„Rafaelu Nadalu, proszę, nie odchodź z tenisa” – Hiszpan otrzymuje specjalną wiadomość od młodego kibica podczas turnieju Rotterdam Open SF Jannika Sinnera
Młody kibic przekazał Rafaelowi Nadalowi specjalną wiadomość podczas półfinałowego meczu Jannika Sinnera na turnieju Rotterdam Open.
W sobotę 17 lutego na stadionie Rotterdam Ahoy Sinner pokonał Tallona Griekspoora 6:2, 6:4 w godzinę i 19 minut i po triumfie w Australian Open dotarł do drugiego z rzędu finału. W decydującym meczu zmierzy się z Australijczykiem Alexem de Minaurem.
Holenderscy kibice licznie przybyli na półfinał, aby wspierać także lokalnego chłopca Griekspoora i Sinnera . Co zaskakujące, kamery zarejestrowały młodego fana trzymającego plakat z przesłaniem nie dla półfinalistów, ale dla Nadala.
„[Rafael] Nadal, proszę, nie rezygnuj z tenisa” – na plakacie widniał napis wielkimi literami.
Krążą plotki, że 22-krotny mistrz Wielkiego Szlema rzuci tenis przed końcem 2024 roku. Przez większą część 2023 roku pauzował z powodu kontuzji biodra, ale wrócił do rywalizacji w styczniu tego roku.
Swój powrót rozpoczął od zwycięstw nad Dominicem Thiemem i Jasonem Kublerem w pierwszej i drugiej rundzie Brisbane International. Odpadł z turnieju po zaciętej walce w ćwierćfinale z Jordanem Thompsonem.

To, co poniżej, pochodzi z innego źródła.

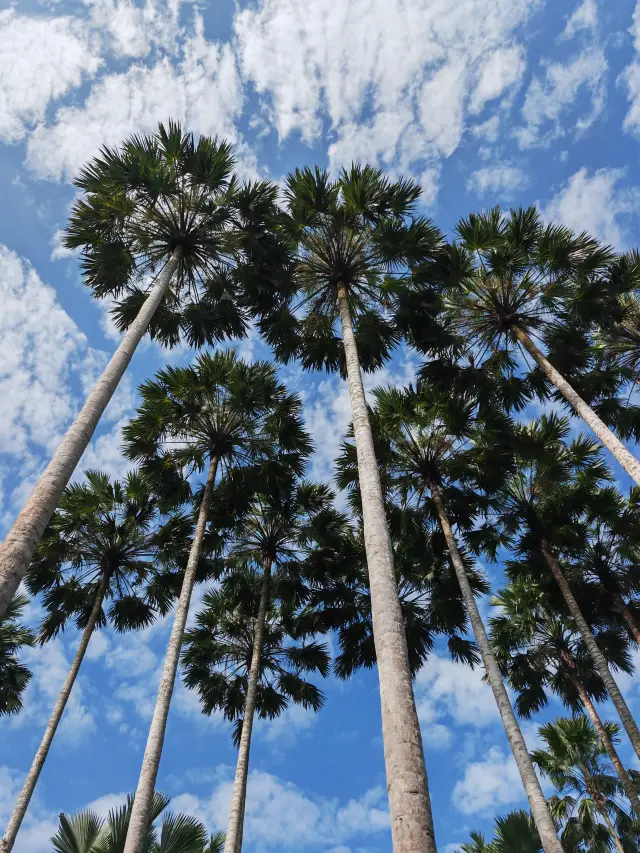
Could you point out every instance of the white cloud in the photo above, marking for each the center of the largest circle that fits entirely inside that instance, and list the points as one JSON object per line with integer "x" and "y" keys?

Hiszpan wygrał pierwszego seta z Thompsonem, wykorzystując dwa break pointy. Australijczyk jednak walczył o zwycięstwo w drugim secie po tie-breaku. Thompson podwoił się, zdobywając trzecie miejsce i zamykając mecz wynikiem 5-7, 7-6(6), 6-3 na swoją korzyść.
Rafael Nadal: „Mam wrażenie, że dzień po przejściu na emeryturę nadal będę tak szczęśliwy, jak grając w tenisa”
W niedawnym wywiadzie dla hiszpańskich mediów La Sexta Rafael Nadal zasugerował, że po przejściu na emeryturę byłby tak samo szczęśliwy w swoim życiu, jak podczas rywalizacji na kortach tenisowych, odkąd w 2001 roku przeszedł na zawodowstwo.
„Mam wrażenie, że dzień po przejściu na emeryturę nadal będę tak szczęśliwy, jak grając w tenisa” – powiedział 22-krotny mistrz Wielkiego Szlema.
Hiszpan stwierdził, że prowadzi normalne życie, ciesząc się każdą chwilą i poświęcając tenisowi ciężkie godziny.
„Moje życie jest dalekie od obsesji na punkcie tenisa, którą widzisz z zewnątrz. Byłem bardzo intensywny i bardzo ciężko pracowałem, ale wyszedłem, dobrze się bawiłem… Nie przegapiłem niczego z powodu tenisa. Zrobiłem mniej rzeczy niż moi przyjaciele, ale zrobiłem to” – dodał.